Being A Scribe For A Visually Impaired In An Exam

Posted on August 28, 2011 in Learning+

By Akanksha Mittal:

They say experience is the best teacher. And two experiences then are better teachers, I guess. So here are two such experiences that gave me two entirely different perspectives, yet zeroing down to perhaps just one conclusion. The Staff Selection Commission conducts examinations for graduates and post graduates for various government posts, apart from UPSC and DSSSB. Examinations for the posts that can be taken up by Visually Impaired Students have the provision of Scribes to make the examination smooth and accessible to the students. Keeping aside the whole debatable concept of “posts that can be taken up by the Visually Impaired”, here I am going to discuss two such instances when I became a Scribe for a few Visually Impaired persons appearing for the SSC Examinations.

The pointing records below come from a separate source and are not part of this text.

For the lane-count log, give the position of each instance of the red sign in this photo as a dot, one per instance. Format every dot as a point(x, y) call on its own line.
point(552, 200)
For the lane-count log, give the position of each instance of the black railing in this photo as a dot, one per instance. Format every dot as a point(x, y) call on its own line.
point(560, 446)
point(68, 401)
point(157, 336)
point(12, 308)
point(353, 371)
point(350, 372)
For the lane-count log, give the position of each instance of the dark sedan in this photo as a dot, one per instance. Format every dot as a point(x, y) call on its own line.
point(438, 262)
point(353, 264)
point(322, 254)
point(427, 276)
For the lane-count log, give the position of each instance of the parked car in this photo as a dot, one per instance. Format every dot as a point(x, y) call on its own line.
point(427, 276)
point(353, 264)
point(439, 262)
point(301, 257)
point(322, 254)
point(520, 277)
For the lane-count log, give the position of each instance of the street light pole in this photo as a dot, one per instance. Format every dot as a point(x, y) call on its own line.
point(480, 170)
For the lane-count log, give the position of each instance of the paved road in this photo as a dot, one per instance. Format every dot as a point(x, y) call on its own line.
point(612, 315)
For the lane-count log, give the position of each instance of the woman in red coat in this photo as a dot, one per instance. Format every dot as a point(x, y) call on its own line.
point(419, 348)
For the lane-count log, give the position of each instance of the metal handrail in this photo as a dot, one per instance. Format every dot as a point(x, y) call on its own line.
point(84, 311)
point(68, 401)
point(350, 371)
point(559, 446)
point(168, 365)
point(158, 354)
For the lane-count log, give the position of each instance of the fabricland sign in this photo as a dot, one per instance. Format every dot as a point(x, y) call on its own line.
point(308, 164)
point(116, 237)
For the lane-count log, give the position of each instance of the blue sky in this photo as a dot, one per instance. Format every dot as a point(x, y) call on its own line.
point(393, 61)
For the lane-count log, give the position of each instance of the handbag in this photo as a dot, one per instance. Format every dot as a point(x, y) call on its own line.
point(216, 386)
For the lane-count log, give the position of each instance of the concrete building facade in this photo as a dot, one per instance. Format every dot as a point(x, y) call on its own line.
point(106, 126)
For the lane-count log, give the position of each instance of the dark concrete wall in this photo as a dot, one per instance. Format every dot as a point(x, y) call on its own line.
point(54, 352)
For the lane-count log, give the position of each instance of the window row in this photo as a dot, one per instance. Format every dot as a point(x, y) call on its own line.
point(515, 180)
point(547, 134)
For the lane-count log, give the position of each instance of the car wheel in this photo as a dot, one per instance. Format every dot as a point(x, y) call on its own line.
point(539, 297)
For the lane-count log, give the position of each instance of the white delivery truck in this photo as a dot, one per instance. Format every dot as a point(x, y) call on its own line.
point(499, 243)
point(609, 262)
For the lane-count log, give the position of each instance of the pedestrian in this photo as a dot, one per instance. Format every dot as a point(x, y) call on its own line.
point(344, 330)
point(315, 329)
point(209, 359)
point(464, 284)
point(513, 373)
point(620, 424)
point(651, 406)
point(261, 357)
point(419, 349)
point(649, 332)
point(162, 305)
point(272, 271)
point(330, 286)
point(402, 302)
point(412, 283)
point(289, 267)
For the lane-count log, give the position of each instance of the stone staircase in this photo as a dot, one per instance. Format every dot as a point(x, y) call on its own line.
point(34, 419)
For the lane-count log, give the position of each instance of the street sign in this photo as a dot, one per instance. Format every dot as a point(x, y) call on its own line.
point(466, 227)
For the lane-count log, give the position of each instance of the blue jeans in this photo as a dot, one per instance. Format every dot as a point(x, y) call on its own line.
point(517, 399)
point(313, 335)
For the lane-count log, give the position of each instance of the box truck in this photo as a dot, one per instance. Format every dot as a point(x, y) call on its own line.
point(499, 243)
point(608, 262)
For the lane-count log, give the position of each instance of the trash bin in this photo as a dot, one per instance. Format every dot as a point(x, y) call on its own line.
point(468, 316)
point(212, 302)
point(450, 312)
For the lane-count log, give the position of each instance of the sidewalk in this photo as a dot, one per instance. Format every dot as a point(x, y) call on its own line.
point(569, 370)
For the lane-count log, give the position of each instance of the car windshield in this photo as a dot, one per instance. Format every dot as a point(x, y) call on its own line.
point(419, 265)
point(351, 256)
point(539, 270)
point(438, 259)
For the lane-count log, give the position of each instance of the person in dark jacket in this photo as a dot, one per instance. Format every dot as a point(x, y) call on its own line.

During my first attempt at writing the paper for a visually impaired person, I went through three hours of emotional blackmailing by the candidate trying to cajole me into filling up the answers for him through my knowledge. I was caught in an ugly position where in the name of philanthropy I was actually cheating with the consent of the system! There are mathematical questions that a student with visual impairment has to answer which perhaps cannot be solved without using aids such as an Abacus or a Calculator. Having been accustomed to using the Abacus, two of the candidates I wrote the exam for found it difficult to calculate on their fingertips.

Further, repeating the questions thrice and asking them to repeat their choice of answers umpteen times leads to wasteful use of time. In that sense, even the provision of extra time of 20-40 minutes for the visually impaired students is sometimes not enough and sometimes not legitimate. If the scribe is honestly not doing the candidate’s paper then the former applies and if the scribe is “helping” the candidate with his answers then the latter.

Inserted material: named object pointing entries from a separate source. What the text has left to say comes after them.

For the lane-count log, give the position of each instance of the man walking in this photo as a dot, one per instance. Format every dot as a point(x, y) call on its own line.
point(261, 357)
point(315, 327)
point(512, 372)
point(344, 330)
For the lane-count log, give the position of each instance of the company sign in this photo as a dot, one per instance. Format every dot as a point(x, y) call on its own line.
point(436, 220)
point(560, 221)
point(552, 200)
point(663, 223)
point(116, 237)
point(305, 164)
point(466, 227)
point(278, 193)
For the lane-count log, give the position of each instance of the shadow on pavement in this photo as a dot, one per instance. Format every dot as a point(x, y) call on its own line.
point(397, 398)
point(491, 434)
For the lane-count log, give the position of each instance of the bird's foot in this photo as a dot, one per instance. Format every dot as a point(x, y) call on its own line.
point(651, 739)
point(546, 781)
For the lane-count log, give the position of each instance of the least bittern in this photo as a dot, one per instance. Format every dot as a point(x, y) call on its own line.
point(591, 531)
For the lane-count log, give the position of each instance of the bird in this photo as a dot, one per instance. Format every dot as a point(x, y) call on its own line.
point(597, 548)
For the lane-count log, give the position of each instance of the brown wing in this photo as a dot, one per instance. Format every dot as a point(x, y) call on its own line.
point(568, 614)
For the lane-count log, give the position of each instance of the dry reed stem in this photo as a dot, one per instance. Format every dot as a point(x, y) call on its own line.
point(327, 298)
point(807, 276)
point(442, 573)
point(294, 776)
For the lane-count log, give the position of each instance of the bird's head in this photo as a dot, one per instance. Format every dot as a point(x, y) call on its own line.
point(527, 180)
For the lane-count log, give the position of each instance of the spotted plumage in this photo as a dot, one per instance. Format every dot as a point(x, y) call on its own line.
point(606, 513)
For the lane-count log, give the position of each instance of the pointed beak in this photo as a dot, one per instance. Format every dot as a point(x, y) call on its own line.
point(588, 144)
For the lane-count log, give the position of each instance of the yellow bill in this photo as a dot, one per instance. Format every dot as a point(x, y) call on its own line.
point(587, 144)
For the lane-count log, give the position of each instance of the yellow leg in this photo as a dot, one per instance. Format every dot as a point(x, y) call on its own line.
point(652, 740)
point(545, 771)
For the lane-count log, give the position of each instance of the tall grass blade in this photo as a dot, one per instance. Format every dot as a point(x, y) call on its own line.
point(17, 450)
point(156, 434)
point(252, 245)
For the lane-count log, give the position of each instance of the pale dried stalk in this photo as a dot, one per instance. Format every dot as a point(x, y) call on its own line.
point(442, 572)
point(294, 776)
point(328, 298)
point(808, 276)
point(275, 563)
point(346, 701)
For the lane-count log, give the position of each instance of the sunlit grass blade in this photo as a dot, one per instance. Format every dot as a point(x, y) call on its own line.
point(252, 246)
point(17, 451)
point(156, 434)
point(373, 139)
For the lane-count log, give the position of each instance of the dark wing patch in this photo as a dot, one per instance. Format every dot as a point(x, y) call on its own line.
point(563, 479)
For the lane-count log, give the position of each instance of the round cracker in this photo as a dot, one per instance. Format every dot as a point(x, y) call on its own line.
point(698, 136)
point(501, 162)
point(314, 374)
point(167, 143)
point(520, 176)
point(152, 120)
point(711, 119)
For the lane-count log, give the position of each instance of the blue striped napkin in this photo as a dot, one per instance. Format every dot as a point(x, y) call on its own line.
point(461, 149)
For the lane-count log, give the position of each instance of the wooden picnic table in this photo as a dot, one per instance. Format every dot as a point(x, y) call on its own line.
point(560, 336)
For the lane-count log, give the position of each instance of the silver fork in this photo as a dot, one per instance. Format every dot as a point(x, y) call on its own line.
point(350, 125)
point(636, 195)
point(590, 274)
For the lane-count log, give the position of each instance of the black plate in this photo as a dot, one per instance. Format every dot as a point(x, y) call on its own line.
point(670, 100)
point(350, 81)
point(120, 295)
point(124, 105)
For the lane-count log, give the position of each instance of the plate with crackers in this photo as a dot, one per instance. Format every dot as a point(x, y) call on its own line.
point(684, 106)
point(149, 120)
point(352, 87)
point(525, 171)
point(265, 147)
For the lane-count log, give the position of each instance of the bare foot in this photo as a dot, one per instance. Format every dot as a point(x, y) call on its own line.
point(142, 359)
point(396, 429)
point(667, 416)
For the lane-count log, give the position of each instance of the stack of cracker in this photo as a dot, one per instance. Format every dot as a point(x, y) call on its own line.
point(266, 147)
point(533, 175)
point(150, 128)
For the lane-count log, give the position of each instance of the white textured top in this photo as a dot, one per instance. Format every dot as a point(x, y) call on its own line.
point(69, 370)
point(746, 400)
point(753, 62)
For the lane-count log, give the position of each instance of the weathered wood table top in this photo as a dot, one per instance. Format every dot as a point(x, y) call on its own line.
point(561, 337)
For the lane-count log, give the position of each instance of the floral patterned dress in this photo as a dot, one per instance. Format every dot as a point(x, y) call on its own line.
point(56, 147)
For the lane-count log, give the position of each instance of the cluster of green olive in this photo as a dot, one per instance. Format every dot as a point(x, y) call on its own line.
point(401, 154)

To err is human. And having to bear the brunt of someone else’s mistake in something that perhaps decides your mode of earning a livelihood is exploitative. The visually impaired student places a lot of trust in the scribe who is marking his/her answers and is perhaps never going to be able to find out what went wrong if his scribes just could not answer the same way the candidate wants him/her to. Who is to blame?

The second experience pointed to the inefficiency of the examination system further. The scribes are paid a remuneration of Rs. 500 by the Government for being present at the examination centre during all the shifts in which the exams are conducted on a single day. Whether a scribe actually writes an exam for a candidate or not is not the concern. So technically, you can just plan a get together with your friends one pleasant Sunday afternoon, decide to mark your attendance as a scribe during the morning and afternoon sessions and get paid for just two signatures and catching up with your friends. And that is exactly what I saw a group of people doing there who were selected as scribes without any preliminary screening apart from meeting the minimum requirement of being a class 12 graduate.

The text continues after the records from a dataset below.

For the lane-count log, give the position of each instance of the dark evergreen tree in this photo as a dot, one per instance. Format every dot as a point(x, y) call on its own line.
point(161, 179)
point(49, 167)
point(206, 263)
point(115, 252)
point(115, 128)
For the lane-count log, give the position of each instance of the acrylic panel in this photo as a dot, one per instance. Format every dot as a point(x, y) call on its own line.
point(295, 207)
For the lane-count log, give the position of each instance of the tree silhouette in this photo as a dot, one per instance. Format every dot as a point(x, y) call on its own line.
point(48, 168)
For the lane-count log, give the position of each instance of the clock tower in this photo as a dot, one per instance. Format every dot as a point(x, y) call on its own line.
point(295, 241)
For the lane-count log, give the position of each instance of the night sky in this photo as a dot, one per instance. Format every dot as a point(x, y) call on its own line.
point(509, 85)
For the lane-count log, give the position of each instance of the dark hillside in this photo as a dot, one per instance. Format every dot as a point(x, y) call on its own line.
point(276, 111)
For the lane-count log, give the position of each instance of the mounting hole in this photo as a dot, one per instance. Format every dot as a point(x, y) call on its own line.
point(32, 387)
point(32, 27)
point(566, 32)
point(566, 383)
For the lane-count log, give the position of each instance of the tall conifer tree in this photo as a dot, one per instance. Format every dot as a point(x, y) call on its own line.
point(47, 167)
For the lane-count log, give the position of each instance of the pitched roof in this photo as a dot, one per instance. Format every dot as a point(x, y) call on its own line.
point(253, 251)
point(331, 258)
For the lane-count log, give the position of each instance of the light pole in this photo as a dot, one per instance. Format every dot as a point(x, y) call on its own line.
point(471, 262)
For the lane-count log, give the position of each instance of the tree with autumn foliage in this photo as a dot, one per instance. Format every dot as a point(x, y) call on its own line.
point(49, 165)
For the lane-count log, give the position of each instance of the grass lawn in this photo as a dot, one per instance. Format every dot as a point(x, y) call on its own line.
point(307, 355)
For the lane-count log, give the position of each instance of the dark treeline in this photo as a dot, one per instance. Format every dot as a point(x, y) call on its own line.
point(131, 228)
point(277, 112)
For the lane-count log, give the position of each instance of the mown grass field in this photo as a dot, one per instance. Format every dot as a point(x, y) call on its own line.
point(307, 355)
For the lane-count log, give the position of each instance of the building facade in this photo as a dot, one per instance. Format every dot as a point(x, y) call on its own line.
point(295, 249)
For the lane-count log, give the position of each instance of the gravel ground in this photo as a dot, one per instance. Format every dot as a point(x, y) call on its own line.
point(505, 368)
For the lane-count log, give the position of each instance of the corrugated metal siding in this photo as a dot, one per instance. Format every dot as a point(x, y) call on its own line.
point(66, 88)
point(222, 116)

What happens on rainy days when the candidates do not appear for the examination but the scribes do? The government pays a handsome amount to people for no work done by them. One such rainy day was the second time I decided to write the examination for a visually impaired, when most candidates missed their exam owing to the rain.

There is no denying that the government spends money in trying to make the exams more accessible to candidates with special needs. How much of this expenditure actually benefits them is the question. It would perhaps do some good if the government spent the same amount of money in providing the candidates with computers that would read out the question papers to the candidates who can then mark the answers with their own hand. Various countries like Spain actually use such an approach towards examinations.

Providing reservations to candidates with special needs is not the solution. Giving them equal opportunity to perform to the best of their capability is what is needed. In the words of an invigilator at the SSC examination, “Getting jobs through the 3% reservation for people with disabilities might succeed at giving them a livelihood, but they are sometimes more a liability to the government offices than assets”.

There is no denying that every person has the capability to perform like any other. All that we need is an equal opportunity to do that, which the current examination structure does not succeed in providing. Directing the expenditure towards the development of better infrastructure would perhaps be a more intelligent choice than just spending it because you believe you have so much of it!